Nov 13, 2007 19:19
Grrr. it is not fair others can be thinner! i mean, sure i understand they may have great genetics and thinner parents than mine {EXTREMELY likely} but still...it really hurts and makes me feel like a failure. its like, all my efforts are worthless................I found some extra money in my bank and since my belly seems a bit better than it was last week, I was going to the grocery store and find fibre-rich foods to get my digestive system regular. from those horrid laxatives. i was thinking of All Bran, Light soy milk and maybe apricots.
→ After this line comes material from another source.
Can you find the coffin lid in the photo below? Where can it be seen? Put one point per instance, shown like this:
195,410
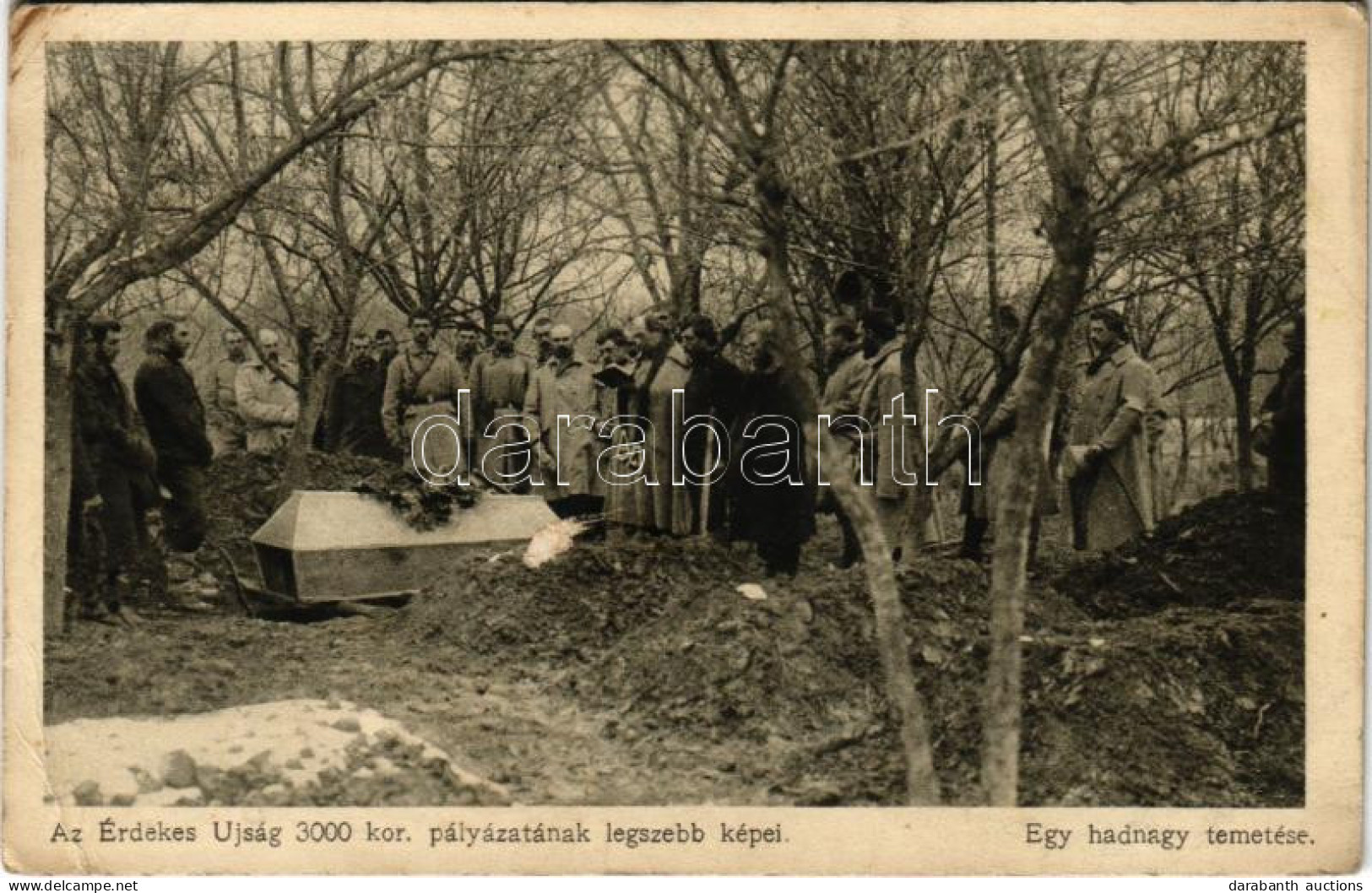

I know, that if I eat all bran and i still can't go...my stomach will hurt tremendously and i'll experience complete discomfort so i'm taking a chance here , cuz i dont really wanna go to the doc's. =( ...its so unfair i have to suffer like this cuz i was stupid enuff
2 take those pills!!! i would be sooo happy if i could just go! *blush*. then i can eat again. my house is chockful of veggies, fruits and chicken. there is like virtually no carbs except boxes of uncooked pasta which I know I am unlikely to eat...cuz i dont feel like binging...my teeth really really hurt! its strange.
so tomorrow i'll pick up the all bran and try to go...hopefully all goes well. i can't wait to start eating again...500 cals. eatin small and healthy throughout the day will help me lose more weight than not eating at all...plus i wanna beat those 2 incredibly impossibly thin girls i seen today...I want to be the thinnest ME!!!!